The post-pandemic environment has introduced structural pressures on this model. Skilled bartender wages have risen 25-40% in major markets. Daytime alcohol consumption has grown as remote work has changed when and how people socialize. The sober-curious movement has created demand for sophisticated non-alcoholic drinks throughout the day rather than concentrated in evening hours.

Several prominent operators, including some with World's 50 Best and Spirited Awards credentials, have already announced or soft-opened daytime or all-day concepts in 2024 and early 2026. The question is whether the rate of announcement reaches five or more in 2026, which would confirm that format experimentation has become a sector-wide strategy rather than individual opportunism.

The threshold of five is designed to distinguish between a genuine trend and isolated experimentation. Most category shifts in the bar industry follow a pattern: two or three innovators, a wave of followers, and then industry adoption. Five 2026 announcements from award-caliber operators would place the format shift at the wave stage.

Closes
December 31, 2026
Resolves
December 31, 2026
Source
Eater, Punch, Imbibe Magazine, Nation's Restaurant News, individual venue press releases
Judge
Jason Littrell
Resolution criteria

YES if five or more cocktail bars that have appeared in a World's 50 Best Bars list, a Spirited Awards finalist list, or a James Beard Outstanding Bar category publicly announce a new casual, all-day, or daytime concept in calendar 2026. NO if fewer than five qualifying bars make such an announcement.

Frequently asked

Why are premium cocktail bars moving toward daytime formats?

Rising labor costs, rent pressures, and shifting consumer behavior (more daytime socializing, sober-curious demand throughout the day) are all pushing award-winning operators to explore all-day concepts that spread fixed costs over more operating hours.

What does an all-day cocktail bar format look like?

All-day formats typically include a coffee and juice program in the morning, a light food and cocktail menu through the afternoon, and the traditional cocktail program in the evening. The goal is to generate revenue across a 12-to-16-hour operating window rather than 6-8 hours.

Which bars have already moved in this direction?

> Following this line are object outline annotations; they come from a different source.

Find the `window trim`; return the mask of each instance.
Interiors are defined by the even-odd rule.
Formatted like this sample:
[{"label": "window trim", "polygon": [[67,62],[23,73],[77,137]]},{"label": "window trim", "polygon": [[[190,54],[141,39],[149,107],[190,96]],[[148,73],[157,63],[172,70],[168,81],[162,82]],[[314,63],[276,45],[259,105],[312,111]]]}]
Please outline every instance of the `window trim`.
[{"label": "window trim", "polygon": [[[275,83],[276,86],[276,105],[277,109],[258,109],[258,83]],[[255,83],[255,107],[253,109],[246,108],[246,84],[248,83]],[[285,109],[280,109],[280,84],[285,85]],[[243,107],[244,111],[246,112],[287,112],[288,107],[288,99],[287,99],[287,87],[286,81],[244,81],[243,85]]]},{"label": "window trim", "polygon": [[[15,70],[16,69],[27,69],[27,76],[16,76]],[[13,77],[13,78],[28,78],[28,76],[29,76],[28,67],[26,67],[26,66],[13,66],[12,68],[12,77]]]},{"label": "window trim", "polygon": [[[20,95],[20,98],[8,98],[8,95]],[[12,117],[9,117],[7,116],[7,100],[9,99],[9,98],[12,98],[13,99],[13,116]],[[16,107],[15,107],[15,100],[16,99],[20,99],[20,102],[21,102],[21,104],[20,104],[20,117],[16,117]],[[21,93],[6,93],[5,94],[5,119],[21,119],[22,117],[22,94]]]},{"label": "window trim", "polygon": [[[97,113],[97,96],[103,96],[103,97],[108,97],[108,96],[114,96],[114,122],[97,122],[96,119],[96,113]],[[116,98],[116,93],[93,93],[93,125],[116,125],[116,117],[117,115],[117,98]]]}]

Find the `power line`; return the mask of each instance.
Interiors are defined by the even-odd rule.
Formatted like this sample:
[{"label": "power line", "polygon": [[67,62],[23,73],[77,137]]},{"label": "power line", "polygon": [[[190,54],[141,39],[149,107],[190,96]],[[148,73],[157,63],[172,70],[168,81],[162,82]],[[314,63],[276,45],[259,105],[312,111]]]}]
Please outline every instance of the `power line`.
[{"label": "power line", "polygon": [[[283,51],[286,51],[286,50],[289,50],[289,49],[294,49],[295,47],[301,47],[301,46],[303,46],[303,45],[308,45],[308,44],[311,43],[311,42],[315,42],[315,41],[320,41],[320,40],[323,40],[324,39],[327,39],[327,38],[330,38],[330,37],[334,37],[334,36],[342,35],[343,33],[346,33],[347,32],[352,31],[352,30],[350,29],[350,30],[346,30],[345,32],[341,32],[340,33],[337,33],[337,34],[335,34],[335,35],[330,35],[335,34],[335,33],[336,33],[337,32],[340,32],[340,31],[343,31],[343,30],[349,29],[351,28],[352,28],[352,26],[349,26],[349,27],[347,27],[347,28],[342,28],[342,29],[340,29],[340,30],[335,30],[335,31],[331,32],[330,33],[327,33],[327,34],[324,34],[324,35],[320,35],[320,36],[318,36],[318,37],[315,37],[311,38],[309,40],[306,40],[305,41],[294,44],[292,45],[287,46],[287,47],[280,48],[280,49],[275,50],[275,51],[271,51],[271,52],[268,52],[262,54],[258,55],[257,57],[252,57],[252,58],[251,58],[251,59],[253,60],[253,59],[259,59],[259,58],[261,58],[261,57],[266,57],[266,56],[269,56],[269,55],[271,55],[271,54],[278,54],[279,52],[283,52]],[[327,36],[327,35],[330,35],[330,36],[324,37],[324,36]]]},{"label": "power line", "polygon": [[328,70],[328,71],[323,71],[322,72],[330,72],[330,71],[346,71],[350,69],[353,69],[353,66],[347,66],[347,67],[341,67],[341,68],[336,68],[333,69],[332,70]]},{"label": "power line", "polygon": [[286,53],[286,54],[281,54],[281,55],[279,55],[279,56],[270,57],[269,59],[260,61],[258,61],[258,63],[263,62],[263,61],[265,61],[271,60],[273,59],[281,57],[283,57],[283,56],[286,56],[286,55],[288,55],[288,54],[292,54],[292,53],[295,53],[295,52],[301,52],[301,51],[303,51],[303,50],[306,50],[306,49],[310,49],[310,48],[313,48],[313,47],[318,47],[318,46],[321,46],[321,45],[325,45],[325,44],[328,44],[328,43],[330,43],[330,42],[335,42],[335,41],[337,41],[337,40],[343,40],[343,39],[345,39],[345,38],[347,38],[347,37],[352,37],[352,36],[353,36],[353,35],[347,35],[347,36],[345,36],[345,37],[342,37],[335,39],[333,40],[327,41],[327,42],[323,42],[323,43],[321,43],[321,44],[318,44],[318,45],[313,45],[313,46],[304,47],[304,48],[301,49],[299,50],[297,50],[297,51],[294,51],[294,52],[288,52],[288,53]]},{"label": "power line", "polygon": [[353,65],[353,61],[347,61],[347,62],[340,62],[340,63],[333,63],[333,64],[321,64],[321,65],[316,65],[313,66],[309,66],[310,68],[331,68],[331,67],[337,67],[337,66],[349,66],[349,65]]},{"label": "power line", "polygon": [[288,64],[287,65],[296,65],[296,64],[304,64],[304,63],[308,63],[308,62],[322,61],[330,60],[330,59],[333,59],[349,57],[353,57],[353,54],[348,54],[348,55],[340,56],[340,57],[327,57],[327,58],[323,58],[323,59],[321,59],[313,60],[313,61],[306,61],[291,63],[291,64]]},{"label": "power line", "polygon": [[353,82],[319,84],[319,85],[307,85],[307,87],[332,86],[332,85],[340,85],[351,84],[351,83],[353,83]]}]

Several award-winning operators in New York, Los Angeles, London, and other major cocktail cities have opened or announced all-day or daytime concepts in 2024-2025. Specific names are best confirmed through current trade press given the rapidly evolving landscape.

Does a casual format hurt a bar's award potential?

The World's 50 Best Bars and Spirited Awards criteria focus on the quality of the experience and the bar program rather than the operating format. Several panel judges have suggested that format innovation would be considered positively, but no award specifically recognizes all-day concepts.